Rodney Graham, How I Became a Ramblin’ Man.
Feeling unduly resistant to what this show has to offer, I wander back to the entrance, hoping for a fresh start with a suite of screen-printed bar mirrors. An anomaly between the didactic and a label for the piece leaves me wondering about its title (A Glass of Beer? Or is it The Glass of Beer?). This Warhol’ed silkscreen-Folies Bergere trick leaves my reflection standing behind Graham’s auto-portrait as a buttoned-up Mariachi member. A niggling voice makes me wonder if it isn’t a bit tired to fit so many references into one piece, even if the aim is absurdist.
Awakening gives us more of the heavy metal imagery that now seems de rigeur in contemporary art, in this case as a recreation of a well-known photo of progenitors Black Sabbath. “The band,” played by some phenomenal long-hairs, stands mockingly over a man lying on a park bench (Graham).
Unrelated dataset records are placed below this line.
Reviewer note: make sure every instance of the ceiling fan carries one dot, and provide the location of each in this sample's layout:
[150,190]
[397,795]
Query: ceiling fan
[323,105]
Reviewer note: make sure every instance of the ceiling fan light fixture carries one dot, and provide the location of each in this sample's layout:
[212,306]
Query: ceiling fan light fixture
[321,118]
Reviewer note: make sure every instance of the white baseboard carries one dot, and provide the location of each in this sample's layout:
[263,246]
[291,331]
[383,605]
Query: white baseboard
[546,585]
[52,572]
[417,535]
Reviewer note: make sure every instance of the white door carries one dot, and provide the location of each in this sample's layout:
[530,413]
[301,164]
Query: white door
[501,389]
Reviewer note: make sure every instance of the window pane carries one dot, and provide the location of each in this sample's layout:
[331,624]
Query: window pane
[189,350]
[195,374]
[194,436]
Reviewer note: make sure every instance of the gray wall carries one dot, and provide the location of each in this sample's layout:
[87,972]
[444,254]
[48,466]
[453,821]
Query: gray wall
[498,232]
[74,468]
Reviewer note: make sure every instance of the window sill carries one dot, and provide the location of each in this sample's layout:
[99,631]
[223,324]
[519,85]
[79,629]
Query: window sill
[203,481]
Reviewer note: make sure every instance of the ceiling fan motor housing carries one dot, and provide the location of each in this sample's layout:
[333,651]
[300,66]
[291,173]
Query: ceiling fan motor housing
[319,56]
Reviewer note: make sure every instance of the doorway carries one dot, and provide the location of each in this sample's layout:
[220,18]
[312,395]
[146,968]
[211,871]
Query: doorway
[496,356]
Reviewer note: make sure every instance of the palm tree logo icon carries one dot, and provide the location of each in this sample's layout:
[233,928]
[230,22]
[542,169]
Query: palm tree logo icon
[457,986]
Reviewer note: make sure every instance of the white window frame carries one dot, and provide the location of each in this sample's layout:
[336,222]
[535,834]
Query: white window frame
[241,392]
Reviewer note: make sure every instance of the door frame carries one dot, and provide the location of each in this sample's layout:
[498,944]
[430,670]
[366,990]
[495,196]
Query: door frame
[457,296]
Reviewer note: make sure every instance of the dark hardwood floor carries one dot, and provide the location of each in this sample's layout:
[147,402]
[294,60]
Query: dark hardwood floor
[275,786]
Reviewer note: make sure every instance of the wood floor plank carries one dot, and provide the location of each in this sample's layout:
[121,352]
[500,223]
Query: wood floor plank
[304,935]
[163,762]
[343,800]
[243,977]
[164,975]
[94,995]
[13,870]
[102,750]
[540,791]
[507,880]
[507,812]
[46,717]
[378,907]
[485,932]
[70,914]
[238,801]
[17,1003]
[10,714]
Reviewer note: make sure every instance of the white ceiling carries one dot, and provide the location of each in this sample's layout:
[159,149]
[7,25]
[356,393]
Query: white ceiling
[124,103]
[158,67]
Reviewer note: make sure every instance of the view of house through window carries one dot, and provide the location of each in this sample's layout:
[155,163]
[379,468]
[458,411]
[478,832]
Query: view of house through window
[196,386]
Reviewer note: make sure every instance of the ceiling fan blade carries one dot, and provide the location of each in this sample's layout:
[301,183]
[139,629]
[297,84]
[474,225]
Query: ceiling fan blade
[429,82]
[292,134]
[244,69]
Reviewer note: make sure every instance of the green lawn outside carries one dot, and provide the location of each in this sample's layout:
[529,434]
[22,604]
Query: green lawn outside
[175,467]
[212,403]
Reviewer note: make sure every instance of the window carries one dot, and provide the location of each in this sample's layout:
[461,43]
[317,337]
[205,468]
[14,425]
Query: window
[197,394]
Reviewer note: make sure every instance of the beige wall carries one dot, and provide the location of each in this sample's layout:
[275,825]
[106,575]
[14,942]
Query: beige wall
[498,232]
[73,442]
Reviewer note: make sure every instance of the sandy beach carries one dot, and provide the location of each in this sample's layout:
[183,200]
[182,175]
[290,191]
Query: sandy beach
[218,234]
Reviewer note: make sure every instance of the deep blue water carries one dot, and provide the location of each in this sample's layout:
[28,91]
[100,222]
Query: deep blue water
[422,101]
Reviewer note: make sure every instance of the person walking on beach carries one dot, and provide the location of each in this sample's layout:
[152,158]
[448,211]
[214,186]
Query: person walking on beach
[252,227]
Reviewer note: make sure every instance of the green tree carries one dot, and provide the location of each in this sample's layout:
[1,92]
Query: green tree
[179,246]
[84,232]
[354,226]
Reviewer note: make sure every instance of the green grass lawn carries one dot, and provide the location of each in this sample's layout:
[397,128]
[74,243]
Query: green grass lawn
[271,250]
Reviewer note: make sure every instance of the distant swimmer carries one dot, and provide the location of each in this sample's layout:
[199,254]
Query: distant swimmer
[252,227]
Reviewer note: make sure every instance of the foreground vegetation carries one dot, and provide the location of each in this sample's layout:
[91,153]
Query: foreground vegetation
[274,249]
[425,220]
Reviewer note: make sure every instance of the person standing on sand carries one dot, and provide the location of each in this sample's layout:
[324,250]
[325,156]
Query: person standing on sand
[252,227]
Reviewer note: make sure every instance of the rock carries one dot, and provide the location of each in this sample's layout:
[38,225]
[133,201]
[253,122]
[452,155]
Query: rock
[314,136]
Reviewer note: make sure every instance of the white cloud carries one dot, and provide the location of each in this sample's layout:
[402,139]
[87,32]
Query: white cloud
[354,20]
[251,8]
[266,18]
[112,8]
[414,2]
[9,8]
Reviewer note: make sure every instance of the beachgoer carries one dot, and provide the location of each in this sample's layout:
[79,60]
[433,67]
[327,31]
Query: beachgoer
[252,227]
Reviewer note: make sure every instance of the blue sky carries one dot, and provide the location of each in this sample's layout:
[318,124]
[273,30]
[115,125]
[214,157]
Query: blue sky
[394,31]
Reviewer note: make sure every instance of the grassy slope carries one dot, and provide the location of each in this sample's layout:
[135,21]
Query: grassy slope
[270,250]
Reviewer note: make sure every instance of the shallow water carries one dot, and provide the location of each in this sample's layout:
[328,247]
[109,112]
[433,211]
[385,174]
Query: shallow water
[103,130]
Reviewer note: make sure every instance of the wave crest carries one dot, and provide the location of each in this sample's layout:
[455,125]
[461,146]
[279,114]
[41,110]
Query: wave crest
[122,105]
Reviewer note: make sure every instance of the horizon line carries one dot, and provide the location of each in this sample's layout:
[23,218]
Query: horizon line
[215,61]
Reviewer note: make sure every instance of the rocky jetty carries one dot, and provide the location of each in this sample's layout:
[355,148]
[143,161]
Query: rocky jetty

I can’t help but see an enactment of the patrimony of Vancouver’s golden fleece here, like some self-reflexive prediction for the changing of the guard. Graham’s bench-recumbent body seems on the verge of rising, lumbering, zombie-like, to take Ozzy out. Which is to say: Graham has still got hits in him. There is something satisfying about his ability to take the piss out of himself, but the whole affair seems spoiled and made fussy by a full-sized negative of Awakening hanging en face. Not unlike Sabbath’s miserable 1970 cover of Evil Woman, the copy does not chart.

Rodney Graham, Artist in his Studio (Moby Grape), 2006, colour photograph. Production: Donald Young Gallery, Chicago, and Hauser & Wirth, Zurich & London.
How I Became a Ramblin’ Man is the generous offering early in the space. Ramblin’ Man has become Graham’s Greatest Hit. It shows the cyclical narrative of a cowboy—played by the artist yet again—wandering in and out of picturesque, amazingly framed landscapes. He plaintively moans, during a guitar-accompanied interlude, “the city life just got me down.” Flaneur, down on his luck, (prairie) storm and (saddle) stress, a narrative structure that slyly echoes in its back-and-forth, the looping format of the video and our own absurd wanderings through the gallery, through the day. The icing on the icing comes during a shot of a quick chord change, in which I swear I see Graham flash his middle finger at me. I’m delighted for an instant. I do my best not to take it personally but start getting suspicious when the bird makes a second appearance in Artist in his Studio (Moby Grape) on the hand of a washboard player, played by Graham again.
Lobbing Potatoes at a Gong is a determined re-enactment of a sort of Fluxus performance that never happened, at least not in 1969. Graham sits in a slouch before an audience—or is this the readytop position for lobbing potatoes?— gropes for potatoes from a nearby table and tosses them at a gong on the other side of the room. The marvellous thing is how seriously the audience members in the footage are taking it all in, matched only by Graham’s own nuanced pauses. He misses often. However, each time he hits the mark, a glorious resonance erupts from the screening room. The scoring potatoes were distilled into a bottle of Lobbing Potatoes at a Gong Vodka 1969. It’s the perfect amalgam for this exhibition: less than perfect aim here. The great ones should have been distilled, and the rest forgotten. The few focussed ringers left me wishing there had been more. ■
“Rodney Graham” was exhibited at the Musée d’art contemporain de Montreal from October 7, 2006, to January 7, 2007.
Mark Clintberg is an artist, writer and independent curator based in Montreal.